The midbar, the wilderness of ownerless land, is the space that exists in both place and time in which we too can search for revelation. Unlike the more frequent use of the image as being dry, arid and hostile to life, the midbar is a place full of potential, where anything can and does happen. Far from being deadening and moribund, it is a challenging place, complex and spacious, with freedom to explore in any direction. Midbar is a place of preparation and encounter, the niggle on the tip of our tongue and the nagging sense of connection we can’t always quite identify that hands on the edge of our consciousness. It is the meeting point with the unknown, the place of encounter with the divine.

            We all live within a web of socially conditioned thinking and perceiving.  We learn to see the world just like everyone else sees the world, to understand what is going on around us according to a limiting set of rules and agreed vocabulary.  It is a rare human being who is able to rise above the received wisdom of the surrounding community, and to shift the perspective, to see the world with fresh and untutored eyes. But the wilderness provides the space and the impetus to enable us to see the world differently.  It subverts the settled society and reminds us again and again that we have merely made one choice from among an infinite number of choices, that we have been influenced by the surroundings in which we live, the other people and cultures and philosophies we encounter, yet it is always possible to strip away those influences, and find the core of our human existence, the spark that animates our humanity. One just has to go into the space, to create the midbar, the place of freedom and possibilities. 

It sounds simple, to strip away all the outside influences which have formed our thought and our behaviour. It sounds simple, and of course it isn’t.

But it is possible. 

The mechanisms we use in the Jewish tradition are found within the revelation given in the desert – the mechanisms of mitzvot and of prayer.  We create a structure of behaviour – the mitzvot are purely a way of behaving (almost without thinking about it), in an ethical and socially enabling way.  The fact that tradition sees them as coming directly from God, the commander or Metzaveh, gives them a weight of authority and validity, but of course one doesn’t have to believe in God to do the mitzvot – rather the mitzvot may have the effect of leading to a belief in God.  Meanwhile one behaves appropriately.

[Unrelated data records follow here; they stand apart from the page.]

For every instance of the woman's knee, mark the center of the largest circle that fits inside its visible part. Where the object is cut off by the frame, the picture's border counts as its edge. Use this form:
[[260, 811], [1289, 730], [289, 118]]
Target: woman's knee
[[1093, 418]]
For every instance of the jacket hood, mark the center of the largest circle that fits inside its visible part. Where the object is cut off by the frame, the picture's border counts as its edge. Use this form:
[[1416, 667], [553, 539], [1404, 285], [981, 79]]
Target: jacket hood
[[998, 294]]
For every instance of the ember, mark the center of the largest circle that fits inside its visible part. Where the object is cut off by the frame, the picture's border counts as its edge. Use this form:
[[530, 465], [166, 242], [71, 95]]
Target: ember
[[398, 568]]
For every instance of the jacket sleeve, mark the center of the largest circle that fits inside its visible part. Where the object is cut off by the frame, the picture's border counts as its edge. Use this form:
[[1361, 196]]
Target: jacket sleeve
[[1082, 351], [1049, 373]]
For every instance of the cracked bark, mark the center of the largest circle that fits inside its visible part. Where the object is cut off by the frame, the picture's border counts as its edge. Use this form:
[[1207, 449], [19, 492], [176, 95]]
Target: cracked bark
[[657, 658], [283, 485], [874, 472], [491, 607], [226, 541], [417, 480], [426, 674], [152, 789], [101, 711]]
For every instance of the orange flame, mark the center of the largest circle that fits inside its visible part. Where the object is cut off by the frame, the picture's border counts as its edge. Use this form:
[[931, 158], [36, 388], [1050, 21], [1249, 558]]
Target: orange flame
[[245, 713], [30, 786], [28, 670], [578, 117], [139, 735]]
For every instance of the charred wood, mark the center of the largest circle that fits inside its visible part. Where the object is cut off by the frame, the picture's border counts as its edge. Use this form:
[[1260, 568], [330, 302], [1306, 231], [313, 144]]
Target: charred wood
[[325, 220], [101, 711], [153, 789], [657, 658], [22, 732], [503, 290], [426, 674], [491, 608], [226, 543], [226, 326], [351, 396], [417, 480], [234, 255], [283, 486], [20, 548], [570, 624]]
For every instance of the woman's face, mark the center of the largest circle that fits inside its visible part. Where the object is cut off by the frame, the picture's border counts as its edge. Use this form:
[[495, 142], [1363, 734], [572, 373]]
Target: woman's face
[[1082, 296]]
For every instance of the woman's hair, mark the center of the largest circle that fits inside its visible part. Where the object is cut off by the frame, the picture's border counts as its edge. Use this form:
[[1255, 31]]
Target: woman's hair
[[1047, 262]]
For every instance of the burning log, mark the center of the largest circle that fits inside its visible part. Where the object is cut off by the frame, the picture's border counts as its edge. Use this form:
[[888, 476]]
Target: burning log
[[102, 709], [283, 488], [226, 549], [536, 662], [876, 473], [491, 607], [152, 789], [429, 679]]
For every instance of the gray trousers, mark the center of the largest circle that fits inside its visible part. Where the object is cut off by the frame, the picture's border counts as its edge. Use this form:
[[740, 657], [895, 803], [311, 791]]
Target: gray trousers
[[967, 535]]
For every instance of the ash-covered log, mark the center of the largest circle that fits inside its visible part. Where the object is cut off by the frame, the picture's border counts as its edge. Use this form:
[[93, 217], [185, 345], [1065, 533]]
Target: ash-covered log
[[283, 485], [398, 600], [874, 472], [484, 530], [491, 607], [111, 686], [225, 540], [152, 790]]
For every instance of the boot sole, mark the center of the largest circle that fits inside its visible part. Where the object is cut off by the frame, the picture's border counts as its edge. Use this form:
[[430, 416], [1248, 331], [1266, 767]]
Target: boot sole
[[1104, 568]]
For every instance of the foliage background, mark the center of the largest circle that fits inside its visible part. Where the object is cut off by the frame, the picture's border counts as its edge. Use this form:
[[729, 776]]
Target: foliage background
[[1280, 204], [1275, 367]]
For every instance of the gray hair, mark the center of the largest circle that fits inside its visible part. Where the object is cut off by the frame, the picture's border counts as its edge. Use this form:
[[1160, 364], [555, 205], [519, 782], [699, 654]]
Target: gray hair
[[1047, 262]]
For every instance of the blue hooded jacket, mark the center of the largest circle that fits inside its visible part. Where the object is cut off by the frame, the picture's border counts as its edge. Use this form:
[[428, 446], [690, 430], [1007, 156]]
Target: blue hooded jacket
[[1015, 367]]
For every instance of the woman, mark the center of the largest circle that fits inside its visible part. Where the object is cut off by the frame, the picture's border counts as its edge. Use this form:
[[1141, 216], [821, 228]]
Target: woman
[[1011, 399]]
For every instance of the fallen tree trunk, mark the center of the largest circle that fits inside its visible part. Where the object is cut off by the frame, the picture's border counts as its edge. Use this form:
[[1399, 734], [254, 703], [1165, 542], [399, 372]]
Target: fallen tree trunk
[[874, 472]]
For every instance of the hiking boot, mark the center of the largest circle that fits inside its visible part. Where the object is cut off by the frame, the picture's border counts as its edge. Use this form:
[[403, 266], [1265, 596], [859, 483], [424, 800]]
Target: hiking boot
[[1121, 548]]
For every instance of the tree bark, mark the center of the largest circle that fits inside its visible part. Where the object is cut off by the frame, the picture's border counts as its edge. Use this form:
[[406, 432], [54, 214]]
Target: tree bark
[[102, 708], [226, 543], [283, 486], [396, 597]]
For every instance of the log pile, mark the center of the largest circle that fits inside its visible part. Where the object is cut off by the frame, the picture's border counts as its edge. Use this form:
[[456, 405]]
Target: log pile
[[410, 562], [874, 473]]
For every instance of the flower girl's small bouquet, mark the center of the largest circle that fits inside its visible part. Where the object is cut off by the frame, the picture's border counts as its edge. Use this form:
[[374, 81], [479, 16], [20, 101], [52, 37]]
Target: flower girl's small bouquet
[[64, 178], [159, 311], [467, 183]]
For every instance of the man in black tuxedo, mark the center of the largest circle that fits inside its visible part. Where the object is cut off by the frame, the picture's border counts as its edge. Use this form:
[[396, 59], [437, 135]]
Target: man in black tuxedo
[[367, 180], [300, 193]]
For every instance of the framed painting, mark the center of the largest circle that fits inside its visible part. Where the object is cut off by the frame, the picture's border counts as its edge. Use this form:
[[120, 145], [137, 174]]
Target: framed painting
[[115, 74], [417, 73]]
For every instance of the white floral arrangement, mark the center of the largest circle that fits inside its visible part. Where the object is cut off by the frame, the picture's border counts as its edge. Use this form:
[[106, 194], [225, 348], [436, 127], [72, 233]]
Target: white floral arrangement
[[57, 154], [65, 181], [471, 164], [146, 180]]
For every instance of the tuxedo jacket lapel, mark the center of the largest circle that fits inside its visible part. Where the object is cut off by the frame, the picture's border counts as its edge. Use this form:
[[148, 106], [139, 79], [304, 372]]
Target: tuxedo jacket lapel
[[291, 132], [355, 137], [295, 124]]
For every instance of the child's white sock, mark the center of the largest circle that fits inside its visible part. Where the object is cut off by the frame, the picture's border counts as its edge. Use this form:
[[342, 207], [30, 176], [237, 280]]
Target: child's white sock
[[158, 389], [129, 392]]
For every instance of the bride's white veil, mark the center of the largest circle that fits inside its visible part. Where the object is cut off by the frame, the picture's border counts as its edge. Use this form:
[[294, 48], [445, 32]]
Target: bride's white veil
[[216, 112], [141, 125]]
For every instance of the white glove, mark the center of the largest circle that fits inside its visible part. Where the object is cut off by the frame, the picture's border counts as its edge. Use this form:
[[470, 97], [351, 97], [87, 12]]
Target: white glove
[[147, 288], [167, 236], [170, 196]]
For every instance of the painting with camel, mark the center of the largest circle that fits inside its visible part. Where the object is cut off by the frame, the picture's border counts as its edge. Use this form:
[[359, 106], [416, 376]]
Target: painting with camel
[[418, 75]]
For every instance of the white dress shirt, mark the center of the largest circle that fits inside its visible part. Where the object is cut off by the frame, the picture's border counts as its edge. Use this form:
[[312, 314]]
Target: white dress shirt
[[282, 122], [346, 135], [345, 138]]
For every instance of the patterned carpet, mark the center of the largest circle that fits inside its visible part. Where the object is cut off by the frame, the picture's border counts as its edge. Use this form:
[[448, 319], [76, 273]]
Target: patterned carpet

Prayer on the other hand is a way of reaching out to God as an individual, and to do it one has to try to create the space, the wilderness, in which one is ownerless.  Influenceless, standing alone before God has the effect of de-socialising us. When we pray we are releasing our consciousness of our own behaviour, not thinking about other people or how we are relating to them, or of ourselves and how we look in the eyes of those around us. 

            In prayer we break the norms of social behaviour.  We step outside the civilising influences of our society, We use language in a different way, we may speak in complete silence, or sing or move about or listen to someone or something else.  We may move our lips with no sound, or shout out loud – there are no rules, that is the main rule of prayer.  Only a sincere striving, a creating of space which we can then occupy without anyone else but God.  It doesn’t really matter how we create the space, as long as we do.

The midrash teaches “whoever would wish to acquire Torah must first make themselves ownerless like the wilderness”  It doesn’t mean that we must remove ourselves from all the civilizing influences upon us, or from our responsibilities to each other, but that we should be aware of them and be able to release ourselves from what controls us and stifles us so we can encounter and become, rather than close ourselves down and starve our being and bImageecoming.